S - Więc to będzie dla ciebie coś nowego. Takie obcowanie z naturą działa kojąco na zszargane nerwy.

C - Potrzebuje pan odpoczynku. Coś pana martwi?

S - Nie mówmy o tym, najważniejsze że tam jedziemy. Skupmy się na sobie i wspólnym spędzaniu czasu.

Po dwóch godzinach jazdy docierają na miejsce. Canan jest zaskoczona ujrzanym widokiem, gdyż domek z zewnątrz wygląda skromnie.

C - Ładny dom. Ale sądziłam że.....

S - Że będzie dużo większy? To że jest mały nie oznacza, że nie może być elegancko urządzony i przytulny. Czasami z zewnątrz nie wiele widać.
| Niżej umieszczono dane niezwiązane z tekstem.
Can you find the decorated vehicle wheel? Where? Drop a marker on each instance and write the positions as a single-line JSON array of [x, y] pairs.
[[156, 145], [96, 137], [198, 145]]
Auto zatrzymuje się przed domem. Sulejman daje klucze Sevgi. Ku zdziwieniu kobiety Canan i Sulejman nie idą za nią w kierunku domu.

Sevgi - A wy? Nie wchodzicie? I czemu się tak uśmiechacie?



Sulejman - Obiecałem Canan, że oprowadzę ją po okolicy. Jako dobry gospodarz, nie mogę nie dotrzymać danego jej słowa.

Sevgi - Dobrze idźcie, tylko nie wróćcie za późno.

Sulejman i Canan udają się na spacer. Mężczyzna zaprowadza ją na leśną ścieżkę opowiadając o tym jak spędzał tu czas w przeszłości.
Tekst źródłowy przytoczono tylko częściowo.